The streets of Long Island City, Ridgewood and to a lesser degree, Woodside, are lined with blond bricked Mathews Model Flats, each unit produced for $8000 in 1915 by Gustave X. Mathews, who is virtually unknown today but responsible for much classic residential architecture in Queens. The distinctive yellow bricks were produced in the kilns of Balthazar Kreischer’s brick works in the far reaches of Staten Island. (The Krieschers and Long Island City stalwarts, the Steinways, were linked by marriage.) By 1917, Mathews flats were in such demand that it’s said that if laid side by side the entire string of houses would reach 4.5 miles.

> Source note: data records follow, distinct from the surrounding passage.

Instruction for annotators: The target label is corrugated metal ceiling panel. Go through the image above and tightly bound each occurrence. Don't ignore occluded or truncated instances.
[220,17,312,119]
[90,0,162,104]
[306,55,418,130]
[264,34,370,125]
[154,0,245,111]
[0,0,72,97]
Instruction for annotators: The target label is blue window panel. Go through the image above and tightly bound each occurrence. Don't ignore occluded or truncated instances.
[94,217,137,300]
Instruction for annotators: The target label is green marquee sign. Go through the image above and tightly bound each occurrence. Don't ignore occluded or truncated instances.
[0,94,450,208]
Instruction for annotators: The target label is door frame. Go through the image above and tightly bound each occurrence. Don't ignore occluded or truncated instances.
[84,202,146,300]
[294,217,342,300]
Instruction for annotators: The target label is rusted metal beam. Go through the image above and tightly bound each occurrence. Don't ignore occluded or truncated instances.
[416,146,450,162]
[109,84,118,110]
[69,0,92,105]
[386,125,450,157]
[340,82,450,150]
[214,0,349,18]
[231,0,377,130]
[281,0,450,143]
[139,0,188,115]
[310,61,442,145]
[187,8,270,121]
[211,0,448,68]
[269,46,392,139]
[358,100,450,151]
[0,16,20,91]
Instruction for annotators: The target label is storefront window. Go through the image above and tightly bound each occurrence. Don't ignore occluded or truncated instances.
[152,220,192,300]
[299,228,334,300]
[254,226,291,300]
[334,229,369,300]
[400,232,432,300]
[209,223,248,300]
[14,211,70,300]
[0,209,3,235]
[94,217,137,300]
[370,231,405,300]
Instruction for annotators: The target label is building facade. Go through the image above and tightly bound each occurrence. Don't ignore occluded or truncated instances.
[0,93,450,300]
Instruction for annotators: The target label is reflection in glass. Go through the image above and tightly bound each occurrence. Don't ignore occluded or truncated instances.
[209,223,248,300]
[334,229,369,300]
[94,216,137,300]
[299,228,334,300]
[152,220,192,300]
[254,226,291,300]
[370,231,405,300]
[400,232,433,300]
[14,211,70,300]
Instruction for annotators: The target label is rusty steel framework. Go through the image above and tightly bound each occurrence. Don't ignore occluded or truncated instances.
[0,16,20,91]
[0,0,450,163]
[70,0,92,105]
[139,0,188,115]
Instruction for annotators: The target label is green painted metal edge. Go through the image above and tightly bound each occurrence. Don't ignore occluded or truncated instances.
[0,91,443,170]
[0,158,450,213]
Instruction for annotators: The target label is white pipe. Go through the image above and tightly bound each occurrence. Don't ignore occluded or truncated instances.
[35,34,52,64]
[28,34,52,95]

Mathews mass-produced these multi-unit houses for about $8,000 and sold them for $11,000. At first, they did not have central heating or hot water systems. The only heat came from coal in the stove and a kerosene heater in the living room. Despite this, the U.S. Government gave special recognition to Matthews’ concept in 1915 when an exhibit was opened at the Panama-Pacific Exposition in San Francisco. It showed the world how efficiently these type of apartments met housing needs for a surging population.
Though some blocks of Mathews flats have been given NYC Landmark status, others, such as the ones shown here on Skillman Avenue and 52nd Street as well as others in LIC, have not.
When you pass through a neighborhood of these, look for the one which have preserved the original wooden transom windows above the door where the panes of glass are arranged in a sunrise pattern.